A modernização dos equipamentos existentes no processamento de lacticínios pode reduzir as emissões de gases com efeito de estufa (GEE) entre 40% e 49%, sem necessidade de substituir integralmente as linhas de produção. A conclusão é de um novo estudo da Tetra Pak, analisado de forma independente pela Carbon Trust.
O estudo “Dairy Processing Impact Assessment” avalia o impacto da melhoria de equipamentos já instalados, recorrendo a soluções disponíveis no mercado. A análise compara uma linha de referência de 2019 com um cenário global de implementação de linhas modernizadas em 2025, quantificando os ganhos potenciais em termos de emissões, consumo de recursos e eficiência operacional.
De acordo com os resultados, a modernização pode gerar reduções médias de 47% nas emissões de GEE, 45% no consumo de água e 57% nas perdas de produto. A implementação destas melhorias à escala global poderá traduzir-se numa redução de até 12,7 milhões de toneladas de CO₂ equivalente, bem como numa diminuição significativa do consumo de água, estimada em até 455 milhões de metros cúbicos por ano.
O setor dos lacticínios, responsável por 2,7% das emissões globais de GEE em 2023, é também um utilizador intensivo de água e energia. Neste contexto, o estudo identifica a otimização das linhas existentes como uma via imediata para melhorar a eficiência e o desempenho ambiental, sem necessidade de aguardar por novas tecnologias ou investimentos em substituição total de equipamentos.
“Para muitos produtores de lacticínios, melhorar a eficiência enquanto fazem a gestão dos custos é um desafio diário.
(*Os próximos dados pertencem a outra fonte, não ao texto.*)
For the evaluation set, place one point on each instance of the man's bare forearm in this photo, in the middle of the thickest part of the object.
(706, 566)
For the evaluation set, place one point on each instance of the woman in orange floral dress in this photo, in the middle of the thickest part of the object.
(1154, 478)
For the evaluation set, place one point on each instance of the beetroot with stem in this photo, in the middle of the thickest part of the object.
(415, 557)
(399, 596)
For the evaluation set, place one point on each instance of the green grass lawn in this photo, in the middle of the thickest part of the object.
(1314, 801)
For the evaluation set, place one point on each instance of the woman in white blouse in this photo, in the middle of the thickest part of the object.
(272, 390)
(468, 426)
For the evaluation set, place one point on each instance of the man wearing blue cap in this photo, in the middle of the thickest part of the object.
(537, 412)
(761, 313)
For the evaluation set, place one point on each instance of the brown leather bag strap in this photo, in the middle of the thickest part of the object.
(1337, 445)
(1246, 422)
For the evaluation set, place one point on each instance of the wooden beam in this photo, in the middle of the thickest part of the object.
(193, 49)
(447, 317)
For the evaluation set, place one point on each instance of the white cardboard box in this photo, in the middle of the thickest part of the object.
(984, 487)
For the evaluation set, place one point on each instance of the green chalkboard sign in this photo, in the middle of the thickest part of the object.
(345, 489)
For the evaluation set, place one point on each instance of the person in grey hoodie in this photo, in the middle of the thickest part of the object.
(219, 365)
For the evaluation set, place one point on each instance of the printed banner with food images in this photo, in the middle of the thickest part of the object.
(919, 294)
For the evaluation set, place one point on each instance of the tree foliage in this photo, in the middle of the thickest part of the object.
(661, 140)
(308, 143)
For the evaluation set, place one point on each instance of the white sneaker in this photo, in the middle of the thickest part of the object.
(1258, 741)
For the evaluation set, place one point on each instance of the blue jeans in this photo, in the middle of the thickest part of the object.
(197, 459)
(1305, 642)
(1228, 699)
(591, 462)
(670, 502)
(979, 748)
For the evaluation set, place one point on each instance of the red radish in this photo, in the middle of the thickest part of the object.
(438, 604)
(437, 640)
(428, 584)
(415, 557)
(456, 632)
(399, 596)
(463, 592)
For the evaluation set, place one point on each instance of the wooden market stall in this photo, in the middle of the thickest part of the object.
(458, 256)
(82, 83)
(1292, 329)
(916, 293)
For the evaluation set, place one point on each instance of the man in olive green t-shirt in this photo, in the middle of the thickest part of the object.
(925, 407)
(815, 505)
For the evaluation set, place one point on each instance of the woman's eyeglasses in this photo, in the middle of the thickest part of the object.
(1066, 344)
O nosso estudo demonstra que melhorias práticas nas linhas existentes podem diminuir o consumo de energia, água e as perdas de produto, ajudando os clientes a reforçar o seu desempenho e a reduzir o custo total de propriedade sem grandes disrupções”, afirma Rodrigo Godoi, Vice President, Processing Portfolio Management da Tetra Pak.
Entre as soluções identificadas estão a utilização de bombas de calor elétricas para reduzir o recurso a combustíveis fósseis, tecnologias de eficiência de processo como a OneStep para leite UHT e iogurte, e sistemas de filtração e recuperação que permitem reaproveitar água e produto nos processos industriais.
Para a Carbon Trust, a quantificação das emissões evitadas é um elemento-chave para acelerar a adoção destas soluções. “Ao quantificar as emissões evitadas através de novas soluções que podem ajudar a indústria agrícola a reduzir emissões, criamos a base de evidência necessária para a sua escalabilidade”, refere Veronika Thieme, Associate Director Europe da organização.